Private Quaker initiatives continue to this day, having a special approach based on quiet listening aimed at helping people involved achieve inner peace and so be more receptive to new ideas. But this requires a level of self-denial not always found in professional diplomats. Quaker peace worker Mike Yarrow says: ‘It takes a certain amount of courage to intervene in a complicated, dangerous situation…to keep it up the conciliator needs some sense of satisfaction. All this can readily build up to a feeling that the individual is essential to the resolution of the conflict, and even that he or she has the solution. Such feelings are fatal to this kind of unofficial effort.’
The Middle East’s profound problems of identity and existence continue to frustrate international peace efforts, and have done from the start. In 1948, Swedish diplomat and nobleman Folke Bernadotte, famous for rescuing thousands of people from Nazi concentration camps, became the first-ever official UN mediator. Tasked with tackling the Arab/Israel War he was soon murdered by Israeli extremists who thought he supported British and Arab plans to thwart the new state of Israel. His American co-mediator Ralph Bunche won the 1950 Nobel Peace Prize for his work in bringing about the 1949 Armistice in Palestine, the first ‘person of colour’ to win a Nobel award.

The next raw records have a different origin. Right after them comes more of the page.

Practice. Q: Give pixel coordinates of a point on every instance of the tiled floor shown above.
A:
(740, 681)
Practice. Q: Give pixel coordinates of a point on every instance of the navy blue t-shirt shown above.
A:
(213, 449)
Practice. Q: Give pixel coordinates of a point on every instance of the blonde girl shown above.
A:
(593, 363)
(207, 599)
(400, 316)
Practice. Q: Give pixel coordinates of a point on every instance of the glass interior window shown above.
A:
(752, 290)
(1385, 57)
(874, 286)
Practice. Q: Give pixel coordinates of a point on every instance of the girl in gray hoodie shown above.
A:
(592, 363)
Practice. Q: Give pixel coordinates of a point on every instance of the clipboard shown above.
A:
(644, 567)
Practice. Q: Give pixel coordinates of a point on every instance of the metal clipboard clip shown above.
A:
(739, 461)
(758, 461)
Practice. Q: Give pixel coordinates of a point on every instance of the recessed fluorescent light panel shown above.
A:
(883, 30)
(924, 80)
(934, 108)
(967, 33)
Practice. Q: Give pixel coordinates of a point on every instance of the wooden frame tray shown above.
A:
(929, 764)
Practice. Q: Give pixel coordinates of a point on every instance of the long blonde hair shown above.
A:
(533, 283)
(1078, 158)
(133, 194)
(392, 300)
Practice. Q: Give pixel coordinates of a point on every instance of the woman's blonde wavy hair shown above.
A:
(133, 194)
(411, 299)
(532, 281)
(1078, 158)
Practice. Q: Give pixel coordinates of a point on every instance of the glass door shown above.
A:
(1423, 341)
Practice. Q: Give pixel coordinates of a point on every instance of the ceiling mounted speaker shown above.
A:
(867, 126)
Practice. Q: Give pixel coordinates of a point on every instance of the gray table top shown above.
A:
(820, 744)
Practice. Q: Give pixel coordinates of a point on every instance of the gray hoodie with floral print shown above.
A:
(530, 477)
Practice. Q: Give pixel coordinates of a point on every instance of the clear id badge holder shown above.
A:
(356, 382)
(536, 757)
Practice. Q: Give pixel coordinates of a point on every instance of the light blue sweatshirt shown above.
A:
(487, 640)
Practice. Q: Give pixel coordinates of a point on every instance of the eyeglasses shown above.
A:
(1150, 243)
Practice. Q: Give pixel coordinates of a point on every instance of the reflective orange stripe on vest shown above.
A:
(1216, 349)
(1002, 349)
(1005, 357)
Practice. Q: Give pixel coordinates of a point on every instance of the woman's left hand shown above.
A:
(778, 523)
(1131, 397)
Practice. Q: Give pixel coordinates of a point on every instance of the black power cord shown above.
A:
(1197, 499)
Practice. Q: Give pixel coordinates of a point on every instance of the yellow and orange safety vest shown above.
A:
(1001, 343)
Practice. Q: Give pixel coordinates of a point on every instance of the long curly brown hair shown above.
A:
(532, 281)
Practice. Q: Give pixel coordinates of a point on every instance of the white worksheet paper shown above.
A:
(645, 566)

Mediators can make a difference (or not) precisely by being seen as close to a process. Hence attempts by a number of Arab or Islamic countries – including Saudi Arabia, Qatar, Egypt and Turkey – to help make progress in the Middle East problem. A US/Norwegian/British group of mediators have tried to bring peace to Sudan, Africa’s largest country. Former British Ambassador to Khartoum, Alan Goulty, saw his familiarity with the country as an advantage for his mediation work: ‘There’s a tendency around the world to blame Britain for their problems. But in the case of Sudan, there is no historical resentment. There’s a flattering approach that “you know us better, so you must help”.’
Part of the problem with official diplomatic mediations is that mediators come from states with their own interests and ambitions. In 2007, a strong team of seasoned diplomats – Germany’s Wolfgang Ischinger for the European Union, plus Russia’s Alexander Bozan-Kharchenko and the USA’s Frank Wisner – led a doomed move to resolve the Kosovo problem. The Serbs and Albanians refuse to budge from their core positions. Worse, the Europeans were divided among themselves over what a fair outcome should be, as were Russia and the United States. These divisions seeped into the mediation process, which failed. Kosovo proclaimed independence. Many countries round the world refused to recognise the new state. Serbia has taken the issue to the International Court of Justice.
Most recently, a heavy effort was made by the Organisation of American States to tackle the Honduras crisis after President Zelaya was bundled out of office last year and ended up seeking asylum in Brazil’s Embassy in Tegucigalpa. However, many Latin American leaders, and indeed Washington, at first sided openly with Zelaya, making the new Honduras leadership distrust their good offers. Eventually, the Obama administration took a more nuanced approach and helped negotiate a political settlement that has led to successful new elections. Most important of all, Brazil has its Embassy back.
One way or the other, diplomats have formidable personal experience and insight in looking at international disputes, trying to find ways to break deadlocks and build bridges.